As Brecht said ‘However, they won’t say the times were dark. Rather, why were their poets silent?’ These are dark times and getting darker – particularly in the worlds of disability and arts. There is little meat, let alone fat, on the bones to trim and – let’s cut the metaphors - seemingly more applicants for fewer opportunities.
As I ‘emerge’ and move towards ‘mid-career’ (these amorphous distinctions bemuse me) I think about career development. This leads to me a host of things which I will no doubt discuss in future posts. For instance where does the disability arts movement of today fit into the same movement that started out as a much more socially engaged movement?
From where I am sat they appear to be totally separate agendas now. What is disability arts now? Where do I fit into it all? How do I develop a career as a professional artist? Is there room for any more disabled artists? Does disability arts have ‘ranks’ to come through? If so how do you come through them?
As a socially engaged artist I am committed to inclusion in my work and strive to work within an milieu of equality. Sometimes I don’t always feel an equal within social or professional hierarchies be that the mainstream or the disability arts world. I find this contradiction interesting, disappointing and annoying. Sadly, I know I am not alone in this.
Living in the North East of England disability arts has been poorly served recently, thankfully Arcadea has a new Director and some fire being breathed into its’ slumbering belly. I look around the country for opportunities and see the work that Shape, DaDa, Dash et al. are doing.

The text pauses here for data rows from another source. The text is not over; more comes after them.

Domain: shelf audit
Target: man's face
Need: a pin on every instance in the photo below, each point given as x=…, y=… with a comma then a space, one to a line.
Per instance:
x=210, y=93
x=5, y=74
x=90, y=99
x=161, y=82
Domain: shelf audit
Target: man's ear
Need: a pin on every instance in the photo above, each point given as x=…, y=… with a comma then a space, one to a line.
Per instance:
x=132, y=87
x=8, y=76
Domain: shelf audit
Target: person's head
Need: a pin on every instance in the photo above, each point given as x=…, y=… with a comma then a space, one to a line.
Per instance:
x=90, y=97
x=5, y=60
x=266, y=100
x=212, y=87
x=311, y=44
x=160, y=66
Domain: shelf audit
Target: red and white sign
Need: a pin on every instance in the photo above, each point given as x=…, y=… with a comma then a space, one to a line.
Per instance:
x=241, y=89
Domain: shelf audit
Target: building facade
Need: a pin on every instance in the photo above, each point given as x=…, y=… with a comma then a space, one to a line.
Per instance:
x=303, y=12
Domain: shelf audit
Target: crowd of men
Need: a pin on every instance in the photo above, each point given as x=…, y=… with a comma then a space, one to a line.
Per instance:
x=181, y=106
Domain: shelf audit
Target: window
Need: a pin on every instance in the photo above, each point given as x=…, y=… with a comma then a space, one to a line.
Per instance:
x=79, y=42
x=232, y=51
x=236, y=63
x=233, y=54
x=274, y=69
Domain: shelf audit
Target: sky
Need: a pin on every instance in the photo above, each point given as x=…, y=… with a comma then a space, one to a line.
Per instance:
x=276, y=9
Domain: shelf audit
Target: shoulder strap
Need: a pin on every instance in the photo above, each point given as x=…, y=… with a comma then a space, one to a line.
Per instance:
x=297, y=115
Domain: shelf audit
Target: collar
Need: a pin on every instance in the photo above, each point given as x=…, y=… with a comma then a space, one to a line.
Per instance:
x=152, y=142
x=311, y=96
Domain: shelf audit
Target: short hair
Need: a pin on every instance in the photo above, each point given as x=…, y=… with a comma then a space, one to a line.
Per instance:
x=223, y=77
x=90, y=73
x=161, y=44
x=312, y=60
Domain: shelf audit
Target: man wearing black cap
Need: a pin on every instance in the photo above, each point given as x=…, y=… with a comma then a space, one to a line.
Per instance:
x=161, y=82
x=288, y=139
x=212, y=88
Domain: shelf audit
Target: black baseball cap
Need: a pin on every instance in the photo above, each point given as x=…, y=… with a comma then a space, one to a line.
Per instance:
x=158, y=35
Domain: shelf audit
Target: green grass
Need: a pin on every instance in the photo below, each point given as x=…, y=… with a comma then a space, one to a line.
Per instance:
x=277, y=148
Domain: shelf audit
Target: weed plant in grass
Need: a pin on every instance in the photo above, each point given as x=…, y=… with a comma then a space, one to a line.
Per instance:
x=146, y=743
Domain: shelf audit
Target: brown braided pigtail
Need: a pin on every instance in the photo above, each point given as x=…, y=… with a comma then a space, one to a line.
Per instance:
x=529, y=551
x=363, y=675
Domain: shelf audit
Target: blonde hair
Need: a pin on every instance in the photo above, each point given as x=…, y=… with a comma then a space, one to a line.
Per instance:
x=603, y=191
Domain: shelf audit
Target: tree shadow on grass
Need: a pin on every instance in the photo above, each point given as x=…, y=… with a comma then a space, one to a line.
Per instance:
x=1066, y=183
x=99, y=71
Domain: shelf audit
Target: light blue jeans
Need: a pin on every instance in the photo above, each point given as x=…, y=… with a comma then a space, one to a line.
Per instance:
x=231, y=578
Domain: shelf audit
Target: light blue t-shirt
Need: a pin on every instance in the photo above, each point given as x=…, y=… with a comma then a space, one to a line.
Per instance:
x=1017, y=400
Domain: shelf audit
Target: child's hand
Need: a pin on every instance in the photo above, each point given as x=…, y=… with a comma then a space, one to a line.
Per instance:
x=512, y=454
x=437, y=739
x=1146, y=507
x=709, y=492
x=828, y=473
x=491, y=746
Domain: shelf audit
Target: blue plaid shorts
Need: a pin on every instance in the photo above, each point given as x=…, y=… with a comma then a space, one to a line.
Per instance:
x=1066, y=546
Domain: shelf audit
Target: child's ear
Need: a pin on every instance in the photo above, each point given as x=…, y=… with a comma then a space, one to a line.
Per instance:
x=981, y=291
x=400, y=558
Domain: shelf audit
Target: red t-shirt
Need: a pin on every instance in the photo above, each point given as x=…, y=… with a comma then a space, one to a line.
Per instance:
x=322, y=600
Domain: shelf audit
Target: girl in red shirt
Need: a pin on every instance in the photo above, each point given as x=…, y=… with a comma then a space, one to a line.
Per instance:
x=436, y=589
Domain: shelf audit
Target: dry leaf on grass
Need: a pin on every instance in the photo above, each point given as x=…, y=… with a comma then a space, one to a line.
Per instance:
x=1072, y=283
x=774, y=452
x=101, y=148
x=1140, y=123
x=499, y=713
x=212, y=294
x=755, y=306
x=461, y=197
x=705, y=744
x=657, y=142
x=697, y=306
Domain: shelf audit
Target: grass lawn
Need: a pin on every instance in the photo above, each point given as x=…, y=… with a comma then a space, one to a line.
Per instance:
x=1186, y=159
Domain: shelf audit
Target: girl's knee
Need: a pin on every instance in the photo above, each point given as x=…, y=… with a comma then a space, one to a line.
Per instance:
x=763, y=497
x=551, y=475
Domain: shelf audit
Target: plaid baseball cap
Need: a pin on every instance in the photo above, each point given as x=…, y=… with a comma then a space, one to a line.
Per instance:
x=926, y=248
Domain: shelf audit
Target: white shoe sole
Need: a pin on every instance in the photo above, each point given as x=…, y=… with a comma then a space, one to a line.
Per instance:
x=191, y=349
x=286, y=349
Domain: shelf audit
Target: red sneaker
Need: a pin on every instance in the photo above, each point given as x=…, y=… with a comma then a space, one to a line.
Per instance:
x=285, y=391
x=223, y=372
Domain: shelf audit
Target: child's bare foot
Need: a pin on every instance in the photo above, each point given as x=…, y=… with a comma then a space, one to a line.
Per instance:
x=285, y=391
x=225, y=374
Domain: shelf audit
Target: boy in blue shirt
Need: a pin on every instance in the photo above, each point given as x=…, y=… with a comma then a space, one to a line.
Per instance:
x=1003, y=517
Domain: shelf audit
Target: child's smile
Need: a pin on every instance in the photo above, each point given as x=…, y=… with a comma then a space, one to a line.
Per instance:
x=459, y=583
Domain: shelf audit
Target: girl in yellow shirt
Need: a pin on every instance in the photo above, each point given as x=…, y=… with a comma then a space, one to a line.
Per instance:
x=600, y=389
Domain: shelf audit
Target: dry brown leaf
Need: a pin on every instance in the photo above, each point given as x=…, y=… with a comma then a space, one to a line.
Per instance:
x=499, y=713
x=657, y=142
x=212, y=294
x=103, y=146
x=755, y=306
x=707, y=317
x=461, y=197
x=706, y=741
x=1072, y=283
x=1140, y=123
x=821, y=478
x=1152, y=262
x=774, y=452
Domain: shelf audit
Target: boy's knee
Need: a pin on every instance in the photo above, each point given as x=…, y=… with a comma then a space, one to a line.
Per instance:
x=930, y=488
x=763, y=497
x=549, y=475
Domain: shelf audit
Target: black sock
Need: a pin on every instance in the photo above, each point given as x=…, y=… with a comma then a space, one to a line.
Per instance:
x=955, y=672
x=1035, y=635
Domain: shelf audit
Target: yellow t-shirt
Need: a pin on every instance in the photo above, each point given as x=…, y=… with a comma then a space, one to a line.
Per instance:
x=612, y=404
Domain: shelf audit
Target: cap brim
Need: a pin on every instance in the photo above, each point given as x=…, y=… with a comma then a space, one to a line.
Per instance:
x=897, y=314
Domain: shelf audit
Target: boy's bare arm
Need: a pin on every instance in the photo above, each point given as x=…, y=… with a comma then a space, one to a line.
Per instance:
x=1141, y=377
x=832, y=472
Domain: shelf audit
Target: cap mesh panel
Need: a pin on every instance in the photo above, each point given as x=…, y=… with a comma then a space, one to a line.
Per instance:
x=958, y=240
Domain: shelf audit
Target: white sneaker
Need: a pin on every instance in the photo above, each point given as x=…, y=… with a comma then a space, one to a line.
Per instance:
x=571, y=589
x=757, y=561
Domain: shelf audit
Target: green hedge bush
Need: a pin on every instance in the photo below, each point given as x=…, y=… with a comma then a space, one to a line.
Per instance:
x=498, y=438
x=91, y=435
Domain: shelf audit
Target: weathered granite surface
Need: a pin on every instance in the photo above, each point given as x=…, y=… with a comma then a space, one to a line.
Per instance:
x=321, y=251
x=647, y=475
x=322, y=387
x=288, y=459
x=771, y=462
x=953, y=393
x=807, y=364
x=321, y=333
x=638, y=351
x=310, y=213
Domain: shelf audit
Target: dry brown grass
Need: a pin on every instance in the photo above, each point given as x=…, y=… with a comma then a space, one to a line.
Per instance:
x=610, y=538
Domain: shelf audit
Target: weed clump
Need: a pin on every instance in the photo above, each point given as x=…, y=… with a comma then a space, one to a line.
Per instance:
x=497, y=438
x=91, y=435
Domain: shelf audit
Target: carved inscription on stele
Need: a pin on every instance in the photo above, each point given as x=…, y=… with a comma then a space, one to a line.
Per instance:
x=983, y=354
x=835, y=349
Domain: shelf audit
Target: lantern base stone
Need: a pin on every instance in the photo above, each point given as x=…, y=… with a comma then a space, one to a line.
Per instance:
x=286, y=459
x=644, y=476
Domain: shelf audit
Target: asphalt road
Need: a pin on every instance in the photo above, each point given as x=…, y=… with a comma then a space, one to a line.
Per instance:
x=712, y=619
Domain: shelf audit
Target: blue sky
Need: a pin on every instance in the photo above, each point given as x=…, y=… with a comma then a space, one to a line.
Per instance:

I lament at times geographical restrictions/limitations of applications. Should I be more creative with my living arrangements? Unfortunately it has gotten so that I barely work or exhibit in my home region and I am grateful to opportunities such as Outside In at Pallant House for showing me in the Biennial of Outsider Art or the curators of the 40th Anniversary of the Disability Act exhibition for inviting me to show at the Houses of Parliament.
2011 is looming. It is likely to bring many challenges – cutting DLA, New Horizons, Arts Council cuts, the southern drain of lottery money in the run up to 2012, keeping food on the table. Thankfully I have woken from my own slumber, I am awake, inquisitive, re-politicised and ready to explore, engage and create an uncertain future in these uncertain times.